Subtly devaluing life primes the pump for rationing of medical care at all stages by a government-run program that is the exclusive purveyor of medical “benefits.” Our western counterparts with single payer have discovered that offering fewer benefits is the simplest way to control costs. The “Complete Lives System”—the brainchild of ObamaCare physician architect Ezekiel Emanuel—includes worrisome determinants of who should receive care. The system prioritizes adolescents and persons with “instrumental value,” i.e., individuals with “future usefulness.”
This year, legislators were not so subtle. It is bad enough that our elderly are pushed into hospice, but now the compassionate legislators have set their sights on newborns. New York passed, and Virginia floated laws that permit the killing of babies after birth.

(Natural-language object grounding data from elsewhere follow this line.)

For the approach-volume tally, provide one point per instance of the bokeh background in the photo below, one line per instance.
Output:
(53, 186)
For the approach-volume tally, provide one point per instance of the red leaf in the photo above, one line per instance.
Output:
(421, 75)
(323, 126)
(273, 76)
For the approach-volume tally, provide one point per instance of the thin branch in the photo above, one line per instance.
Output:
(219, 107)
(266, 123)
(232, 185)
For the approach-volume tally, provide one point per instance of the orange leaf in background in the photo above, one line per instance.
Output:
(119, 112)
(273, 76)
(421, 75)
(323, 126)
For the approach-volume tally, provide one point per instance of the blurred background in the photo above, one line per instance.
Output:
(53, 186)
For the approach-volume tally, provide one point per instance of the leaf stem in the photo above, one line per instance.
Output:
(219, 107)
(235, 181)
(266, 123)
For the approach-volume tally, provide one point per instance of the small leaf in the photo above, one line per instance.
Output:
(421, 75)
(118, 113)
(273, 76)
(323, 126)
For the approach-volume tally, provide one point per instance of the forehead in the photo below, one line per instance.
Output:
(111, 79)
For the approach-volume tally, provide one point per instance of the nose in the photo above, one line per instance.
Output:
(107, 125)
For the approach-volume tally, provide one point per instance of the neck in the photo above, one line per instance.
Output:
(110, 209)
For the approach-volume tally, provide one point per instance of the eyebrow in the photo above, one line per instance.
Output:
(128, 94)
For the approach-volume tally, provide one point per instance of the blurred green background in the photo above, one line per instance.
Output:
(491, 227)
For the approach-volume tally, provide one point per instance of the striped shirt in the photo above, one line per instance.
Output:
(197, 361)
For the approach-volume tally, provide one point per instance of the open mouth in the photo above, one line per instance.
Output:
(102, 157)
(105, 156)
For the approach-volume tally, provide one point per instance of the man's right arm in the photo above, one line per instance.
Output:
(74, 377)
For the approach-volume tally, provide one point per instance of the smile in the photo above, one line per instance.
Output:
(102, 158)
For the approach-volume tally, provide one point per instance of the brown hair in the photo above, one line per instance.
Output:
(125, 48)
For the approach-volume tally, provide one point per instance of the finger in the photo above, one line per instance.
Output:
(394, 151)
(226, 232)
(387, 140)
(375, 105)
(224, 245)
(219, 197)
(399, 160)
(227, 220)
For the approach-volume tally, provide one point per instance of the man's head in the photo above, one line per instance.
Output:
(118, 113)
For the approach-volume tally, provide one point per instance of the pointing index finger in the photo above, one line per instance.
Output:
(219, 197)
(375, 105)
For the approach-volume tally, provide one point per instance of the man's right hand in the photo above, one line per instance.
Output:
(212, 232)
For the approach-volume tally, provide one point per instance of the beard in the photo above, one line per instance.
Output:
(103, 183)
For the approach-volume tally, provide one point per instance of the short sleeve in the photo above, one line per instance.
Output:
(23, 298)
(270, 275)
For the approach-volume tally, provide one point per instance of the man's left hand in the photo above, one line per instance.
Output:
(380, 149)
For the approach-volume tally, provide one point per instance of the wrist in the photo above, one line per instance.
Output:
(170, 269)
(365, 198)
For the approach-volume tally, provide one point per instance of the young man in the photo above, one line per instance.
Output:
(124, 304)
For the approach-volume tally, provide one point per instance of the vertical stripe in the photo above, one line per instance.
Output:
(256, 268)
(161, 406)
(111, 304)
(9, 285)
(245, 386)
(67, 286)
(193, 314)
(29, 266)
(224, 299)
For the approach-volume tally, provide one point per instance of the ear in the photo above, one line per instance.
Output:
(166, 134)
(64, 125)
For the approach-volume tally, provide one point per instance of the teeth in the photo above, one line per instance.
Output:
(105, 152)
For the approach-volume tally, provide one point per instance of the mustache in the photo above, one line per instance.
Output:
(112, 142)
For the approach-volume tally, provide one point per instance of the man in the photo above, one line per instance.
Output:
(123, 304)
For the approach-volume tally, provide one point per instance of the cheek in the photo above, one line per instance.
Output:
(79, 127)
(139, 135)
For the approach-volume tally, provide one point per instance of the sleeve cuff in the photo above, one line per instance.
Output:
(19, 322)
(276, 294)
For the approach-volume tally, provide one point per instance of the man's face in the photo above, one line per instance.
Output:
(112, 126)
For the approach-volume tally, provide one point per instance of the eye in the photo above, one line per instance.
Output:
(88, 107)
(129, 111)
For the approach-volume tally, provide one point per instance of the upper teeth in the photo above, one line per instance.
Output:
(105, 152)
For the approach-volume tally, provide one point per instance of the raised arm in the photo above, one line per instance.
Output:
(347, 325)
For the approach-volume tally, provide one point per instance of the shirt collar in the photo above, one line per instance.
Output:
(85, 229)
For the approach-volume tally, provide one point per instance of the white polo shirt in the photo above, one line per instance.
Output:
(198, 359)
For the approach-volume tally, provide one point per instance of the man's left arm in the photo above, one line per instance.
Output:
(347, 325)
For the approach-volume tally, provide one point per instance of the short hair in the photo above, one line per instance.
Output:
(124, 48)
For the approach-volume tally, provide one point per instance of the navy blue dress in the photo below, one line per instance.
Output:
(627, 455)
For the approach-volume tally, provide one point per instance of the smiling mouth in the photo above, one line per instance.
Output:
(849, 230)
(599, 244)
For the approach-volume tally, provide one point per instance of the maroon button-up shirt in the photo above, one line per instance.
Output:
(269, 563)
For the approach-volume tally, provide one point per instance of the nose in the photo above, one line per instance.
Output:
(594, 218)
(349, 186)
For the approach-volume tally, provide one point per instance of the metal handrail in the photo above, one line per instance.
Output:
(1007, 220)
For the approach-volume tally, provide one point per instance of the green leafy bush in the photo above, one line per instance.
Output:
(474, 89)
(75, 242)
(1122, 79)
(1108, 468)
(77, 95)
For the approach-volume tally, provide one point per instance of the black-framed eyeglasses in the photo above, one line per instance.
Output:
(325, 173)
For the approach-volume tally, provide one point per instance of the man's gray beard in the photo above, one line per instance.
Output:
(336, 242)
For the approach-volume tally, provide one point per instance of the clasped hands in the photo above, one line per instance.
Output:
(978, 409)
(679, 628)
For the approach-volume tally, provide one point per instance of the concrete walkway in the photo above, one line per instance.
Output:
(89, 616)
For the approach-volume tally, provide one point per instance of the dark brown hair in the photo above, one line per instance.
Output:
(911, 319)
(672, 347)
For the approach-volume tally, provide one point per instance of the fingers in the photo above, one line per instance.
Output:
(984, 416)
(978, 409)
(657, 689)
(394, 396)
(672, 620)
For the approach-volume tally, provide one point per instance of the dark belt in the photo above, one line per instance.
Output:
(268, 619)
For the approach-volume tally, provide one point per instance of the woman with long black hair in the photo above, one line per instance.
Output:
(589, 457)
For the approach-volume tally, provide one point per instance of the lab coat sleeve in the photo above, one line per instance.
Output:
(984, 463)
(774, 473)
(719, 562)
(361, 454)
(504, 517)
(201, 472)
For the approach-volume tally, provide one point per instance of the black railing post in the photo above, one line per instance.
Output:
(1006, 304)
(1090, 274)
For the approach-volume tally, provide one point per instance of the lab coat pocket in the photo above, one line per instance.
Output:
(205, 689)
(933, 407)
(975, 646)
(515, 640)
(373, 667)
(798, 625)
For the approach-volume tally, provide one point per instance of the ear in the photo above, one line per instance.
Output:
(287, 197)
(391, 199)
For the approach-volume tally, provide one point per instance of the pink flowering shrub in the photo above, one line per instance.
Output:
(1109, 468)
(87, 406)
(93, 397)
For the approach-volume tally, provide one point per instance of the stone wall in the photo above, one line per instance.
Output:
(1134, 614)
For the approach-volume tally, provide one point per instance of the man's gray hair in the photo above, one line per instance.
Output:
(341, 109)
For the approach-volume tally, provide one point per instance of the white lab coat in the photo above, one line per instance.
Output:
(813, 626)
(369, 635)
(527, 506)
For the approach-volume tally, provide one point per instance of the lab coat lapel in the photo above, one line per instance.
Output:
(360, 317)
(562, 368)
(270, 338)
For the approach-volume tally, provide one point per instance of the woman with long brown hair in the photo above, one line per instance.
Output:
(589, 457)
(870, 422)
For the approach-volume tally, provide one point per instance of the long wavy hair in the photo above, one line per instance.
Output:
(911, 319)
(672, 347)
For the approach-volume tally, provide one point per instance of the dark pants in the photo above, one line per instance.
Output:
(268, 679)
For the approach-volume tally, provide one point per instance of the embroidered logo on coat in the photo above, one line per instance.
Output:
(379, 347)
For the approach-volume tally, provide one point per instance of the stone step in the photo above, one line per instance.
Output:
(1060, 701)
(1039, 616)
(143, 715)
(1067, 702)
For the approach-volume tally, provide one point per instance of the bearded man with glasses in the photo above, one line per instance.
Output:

The U.S. Senate garnered only 53 of the 60 votes needed to pass the Born Alive Survivors Protection Act which would mandate medical care and legal protections to infants born alive after an attempted abortion.
Starting in the 1970s, the federal government clearly saw a need to protect medical personnel from the tyranny of the government mandates that could violate religious or moral convictions. Personal liberty is an integral part of our democratic republic. While a physician’s calling is to render treatment to all patients, this is balanced with an individual physician’s moral beliefs. This is no more apparent than in legislation permitting physician assisted suicide and post-delivery “abortions.” Sadly, under threat of discrimination lawsuits, some physicians have acquiesced to patients’ requests for medications and surgical procedures that conflict with their moral code.
As anthropologist, Margaret Mead so brilliantly wrote, “One profession, the followers of [Hippocrates], were to be dedicated completely to life under all circumstances…This is a priceless possession which we cannot afford to tarnish, but society always is attempting to make the physician into a killer—to kill the defective child at birth, to leave the sleeping pills beside the bed of the cancer patient. … It is the duty of society to protect the physician from such requests.”
We must not let the government bury our conscience and beliefs under layers of bureaucracy. Medicare for All may mean independent thought for none.
Dr. Marilyn Singleton is a board-certified anesthesiologist. She is President of the Association of American Physicians and Surgeons (AAPS). She graduated from Stanford and earned her MD at UCSF Medical School. Dr. Singleton completed 2 years of Surgery residency at UCSF, then her Anesthesia residency at Harvard’s Beth Israel Hospital. While still working in the operating room, she attended UC Berkeley Law School, focusing on constitutional law and administrative law. She interned at the National Health Law Project and practiced insurance and health law. She teaches classes in the recognition of elder abuse and constitutional law for non-lawyers. She lives in Oakland, Ca.